Um ótimo pretexto para sair em busca da cultura africana da cidade, bater umas fotos e trocar uma ideia no apertado metrô de Paris sobre o disco novo, machismo e cabelo.


Esperando o metrô.

"Isso aqui não tem no Brasil!", exclamou ela quando parou em vitrine de Château d'Eau. O bairro que concentra cabeleireiros e lojas especializadas em cabelos afro entrou na lista de lugares favoritos da Karol. E os vendedores de lá agora tem em Karol uma das freguesas preferidas. A rapper saiu carregada de pacotes com metros e metros de cabelos de cores, tamanhos e funções diferentes. Quem chegava perto queria saber quem era aquela mulher.


Dando uma olhada nas vitrines da Galerie Lafayette.


Garfando as madeixas.

Uma cabeleireira resolveu não esperar a resposta e puxou a rapper pra sua loja, deu cartão e quase marcou uma sessão pra renovar o penteado. As novas aquisições vão para o clipe de "É o Poder", música feita em parceria com o Tropkillaz. A faixa faz parte do novo álbum, previsto para esse ano. O disco terá participação do Boss in Drama, do guitarrista Gee Rocha e do rapper Don Cesão, amigo de longa data da Karol. Ela também convidou a cantora Ludmilla, mas a parceria ainda não está fechada. Todas as letras terão a assinatura com K, à exceção de "Cabeça de Nego", do Sabotage. Parte da renda do disco será revertida para a família do rapper. "Vai ter rap, música pra balada e vai ter uma linha vocal mais avançada, com melodias", me disse ela.


Várias opções de produtos para mulheres negras.


Agarrou tudo!

Essa é uma das razões que colocou "Back to Black", da Amy Winehouse, no seu novo repertório. Tentar algo novo é algo a que Karol está acostumada desde seu primeiro disco, "Batuk Freak", de 2013. Além de letras que vão na tangente da denúncia de problemas sociais, o álbum tem bases que funcionam no freestyle e na pista. "O rap nacional falava muito de problema e estava certo, senão muita gente não saberia o que acontece nas periferias", me disse ela. "Mas tendo em vista que temos esse estilo, eu quis trazer um estilo novo e por isso minhas músicas falam de auto­estima, soluções."

Isso não quer dizer que Karol não bata de frente. Ao contrário. Ao observar bares repletos de homens ao lado de uma estação de metrô próxima ao famoso Moulin Rouge, a rapper lembra do dia em que deu um chega pra lá em um homem que a abordou naquela mesma Paris. "O machismo é desgastante, mas eu aprendi que quando a gente ignora a gente faz o problema continuar ou aumentar", me disse ela. "Tem que problematizar, sim, tem que ir nas redes, tem que falar."


Pausa para uma foto enquanto ela tira uma foto.

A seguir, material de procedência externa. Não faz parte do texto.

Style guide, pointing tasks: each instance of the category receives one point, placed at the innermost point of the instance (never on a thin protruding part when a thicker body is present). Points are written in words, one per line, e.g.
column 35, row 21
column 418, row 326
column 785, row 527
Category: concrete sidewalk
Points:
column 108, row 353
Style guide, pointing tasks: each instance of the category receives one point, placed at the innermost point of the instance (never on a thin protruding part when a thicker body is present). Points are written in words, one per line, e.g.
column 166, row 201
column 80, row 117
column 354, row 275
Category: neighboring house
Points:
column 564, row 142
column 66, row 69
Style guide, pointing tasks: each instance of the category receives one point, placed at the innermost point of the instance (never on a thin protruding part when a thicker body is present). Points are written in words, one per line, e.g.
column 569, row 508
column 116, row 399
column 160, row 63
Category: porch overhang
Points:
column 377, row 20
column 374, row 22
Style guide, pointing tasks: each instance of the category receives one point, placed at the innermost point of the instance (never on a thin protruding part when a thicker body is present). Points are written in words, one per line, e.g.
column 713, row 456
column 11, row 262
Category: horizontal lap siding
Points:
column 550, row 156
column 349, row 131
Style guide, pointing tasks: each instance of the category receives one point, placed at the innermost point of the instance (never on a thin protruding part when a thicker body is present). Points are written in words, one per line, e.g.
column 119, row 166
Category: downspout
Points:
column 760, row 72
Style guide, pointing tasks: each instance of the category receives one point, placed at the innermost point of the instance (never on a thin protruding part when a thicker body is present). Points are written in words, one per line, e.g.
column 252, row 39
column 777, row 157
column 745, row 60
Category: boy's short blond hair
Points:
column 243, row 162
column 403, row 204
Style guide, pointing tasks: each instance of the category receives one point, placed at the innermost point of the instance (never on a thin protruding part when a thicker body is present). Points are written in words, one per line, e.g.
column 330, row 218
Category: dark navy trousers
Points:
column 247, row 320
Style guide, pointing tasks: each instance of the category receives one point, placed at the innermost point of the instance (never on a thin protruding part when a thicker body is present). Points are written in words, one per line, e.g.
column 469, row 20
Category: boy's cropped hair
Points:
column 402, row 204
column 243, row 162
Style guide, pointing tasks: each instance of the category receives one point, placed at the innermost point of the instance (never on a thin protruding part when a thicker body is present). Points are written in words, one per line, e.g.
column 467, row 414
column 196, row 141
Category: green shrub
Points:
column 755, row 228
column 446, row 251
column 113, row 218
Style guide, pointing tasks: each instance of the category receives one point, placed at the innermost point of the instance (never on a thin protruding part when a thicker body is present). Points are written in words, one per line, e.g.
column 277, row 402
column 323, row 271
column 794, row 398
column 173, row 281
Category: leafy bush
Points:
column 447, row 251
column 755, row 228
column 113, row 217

A rapper troca essa ideia poucos dias depois de vir à tona o estarrecedor caso de estupro coletivo no Rio de Janeiro. Ela não atribui ao funk a culpa irrestrita pela violência contra a mulher. Por outro lado, também acredita que a música tem uma responsabilidade: achar uma saída para o que tem de ruim por aí. Nesse sentido ela não nega que se identifica não só com o público feminino, mas também com a galera LGBT. "Música falando besteira sempre existiu, em todo lugar", me disse. "Que o hip hop é uma cultura machista, a gente sabe, mas o que muita gente não sabe é que ele está deixando de ser."

Com trinta anos e três passagens na gringa, a rapper está confortável com o título de popstar. Para ela, as turnês são um sinal de que as coisas estão no caminho certo. Depois do rolê, voltamos para o centro cultural de hip hop no meio da cidade onde uma molecada ensaiava uns passos. Ela chega a comparar Paris e Curitiba. "As pessoas também não se vestem de maneira colorida, falam baixo, são reservadas". Karol estava em casa e não pensou duas vezes quando alguém lhe fez cara feia: soprou um beijinho e deu uma piscadela pra moça que andava de preto.